Дорош сдвинул густые брови.
– Знаешь ли, чего ищешь? Ты галаю на слово не поверь, даром что тоже зовется казак. Ты попытай его: что у него под зипуном? Холопья рубаха – вот что! Мы, вековечные казаки, мы одни – Дон!
– Истинно, – опять поддакнул гость. – Окаянным – окаянная правда. Только я уж поищу, голова-хозяин, той казацкой правды, уж поищу, не взыщи. Чуть раскосыми глазами, как бы мимоходом, поглядел в лицо Дорошу.
– Коли птицы всю склевали, там поищу, куда и птицы не залетывают. Найду и на Дон приведу, ой, гляди!
В ответ грохнул Дорош кулаком по столу.
– Всякого, от кого поруха реке, жизни не пожалеем, скрутим!
И, словно переждав, чтобы хозяин сказал, что надо, лукавые смешинки опять вернулись в его глаза.
– А погулять, что ж, – твоя голова, – я снаружи. Ищи белой воды, а то, может, лазоревых зипунишек. Речам же твоим не верю. Настанет пора, сам не поверишь, атаман. К нам вернешься. Потому струги и пороху дам, зерна отсыплю…

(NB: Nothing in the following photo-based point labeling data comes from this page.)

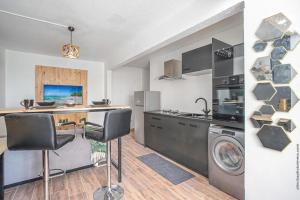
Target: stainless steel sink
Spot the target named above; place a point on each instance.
(193, 115)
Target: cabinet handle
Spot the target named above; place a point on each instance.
(193, 125)
(155, 118)
(181, 123)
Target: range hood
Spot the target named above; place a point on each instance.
(172, 70)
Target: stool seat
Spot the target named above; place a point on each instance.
(61, 140)
(95, 133)
(116, 125)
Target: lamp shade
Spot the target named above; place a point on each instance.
(70, 51)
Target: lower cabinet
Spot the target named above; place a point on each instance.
(182, 140)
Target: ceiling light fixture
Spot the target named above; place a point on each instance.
(70, 50)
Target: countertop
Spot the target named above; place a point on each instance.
(4, 111)
(202, 118)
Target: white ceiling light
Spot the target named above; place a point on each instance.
(70, 50)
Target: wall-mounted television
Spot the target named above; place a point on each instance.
(62, 94)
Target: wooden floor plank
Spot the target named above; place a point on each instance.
(139, 182)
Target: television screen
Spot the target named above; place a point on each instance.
(62, 94)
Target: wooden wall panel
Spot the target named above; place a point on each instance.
(61, 76)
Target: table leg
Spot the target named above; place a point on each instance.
(2, 176)
(119, 160)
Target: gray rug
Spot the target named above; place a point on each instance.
(165, 168)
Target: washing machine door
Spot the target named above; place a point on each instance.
(228, 154)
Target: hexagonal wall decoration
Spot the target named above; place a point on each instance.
(267, 110)
(284, 99)
(273, 137)
(287, 124)
(264, 91)
(289, 41)
(273, 27)
(283, 74)
(258, 120)
(278, 53)
(260, 46)
(262, 69)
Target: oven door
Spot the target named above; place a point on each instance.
(228, 103)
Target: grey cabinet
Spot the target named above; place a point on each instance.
(197, 60)
(182, 140)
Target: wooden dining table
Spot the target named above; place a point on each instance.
(58, 110)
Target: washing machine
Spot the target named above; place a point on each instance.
(226, 160)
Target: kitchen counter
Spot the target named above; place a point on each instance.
(181, 138)
(207, 118)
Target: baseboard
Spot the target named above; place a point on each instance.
(39, 178)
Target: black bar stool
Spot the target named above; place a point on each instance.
(116, 125)
(35, 131)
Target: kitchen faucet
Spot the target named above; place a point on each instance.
(206, 110)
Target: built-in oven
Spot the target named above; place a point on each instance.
(229, 101)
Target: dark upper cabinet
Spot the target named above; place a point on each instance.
(197, 60)
(222, 58)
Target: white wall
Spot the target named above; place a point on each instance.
(270, 175)
(181, 94)
(2, 77)
(20, 76)
(124, 81)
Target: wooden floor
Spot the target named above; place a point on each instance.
(139, 182)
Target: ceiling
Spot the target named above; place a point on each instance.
(102, 26)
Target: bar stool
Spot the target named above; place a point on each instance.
(116, 125)
(35, 131)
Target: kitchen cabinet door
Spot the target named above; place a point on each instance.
(197, 60)
(222, 63)
(196, 146)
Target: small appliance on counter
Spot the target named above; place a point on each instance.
(228, 101)
(144, 101)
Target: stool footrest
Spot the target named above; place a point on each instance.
(56, 173)
(116, 192)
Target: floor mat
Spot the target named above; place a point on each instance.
(165, 168)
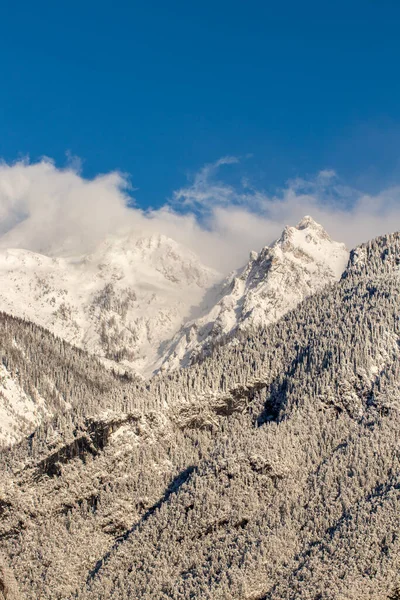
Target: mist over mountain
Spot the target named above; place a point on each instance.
(261, 462)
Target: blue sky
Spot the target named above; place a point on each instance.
(158, 89)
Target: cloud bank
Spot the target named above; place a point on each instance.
(58, 212)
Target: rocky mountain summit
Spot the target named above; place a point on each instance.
(302, 261)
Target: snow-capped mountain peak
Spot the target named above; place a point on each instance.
(303, 260)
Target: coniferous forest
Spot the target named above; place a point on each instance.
(269, 469)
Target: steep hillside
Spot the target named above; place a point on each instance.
(269, 470)
(119, 303)
(302, 261)
(43, 377)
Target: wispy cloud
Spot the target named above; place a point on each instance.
(57, 211)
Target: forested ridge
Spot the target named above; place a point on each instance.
(267, 470)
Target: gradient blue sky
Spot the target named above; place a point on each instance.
(158, 89)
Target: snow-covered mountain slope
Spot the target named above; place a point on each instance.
(120, 303)
(19, 413)
(302, 261)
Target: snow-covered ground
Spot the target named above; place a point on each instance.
(302, 261)
(120, 303)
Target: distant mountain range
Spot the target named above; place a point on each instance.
(259, 459)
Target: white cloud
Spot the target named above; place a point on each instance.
(51, 210)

Они заговорили о зелье, о снасти и о доле из добычи, которая после возврата казаков с Волги будет причитаться Дорошу.
– За тобой не пропадет: вот этому верю.
Теперь, когда все сладилось, он кликнул:
– Алешка!
Из соседней горенки со жбаном в руках вошел Гнедыш, сын Дороша. Все у него было, как у отца, но был он меньше, тяжеловатей, чернее волосом, толстогубый. Будто к каждой черте примешивалось нечто, отчего мельчала она, набухала, лениво оплывая. И в глазах Гнедыша, по-отцовски круглившихся, не было отцовских золотистых смешинок, но совиным отливавшая желтизна. Жена Дороша давно умерла, говорили, что Алешка Гнедыш – сын ясырки-арнаутки, сырой и тучной, жившей в доме Дороша долго – до той поры, пока в возраст пришла девушка, которая сейчас, следом за Гнедышом, показалась в горнице с блюдом в руках. Она была простоволоса, сильная, высокогрудая, с золотым жгутом на затылке, и неслышный, легкий ее шаг говорил, какое наслаждение двигаться ее молодому телу.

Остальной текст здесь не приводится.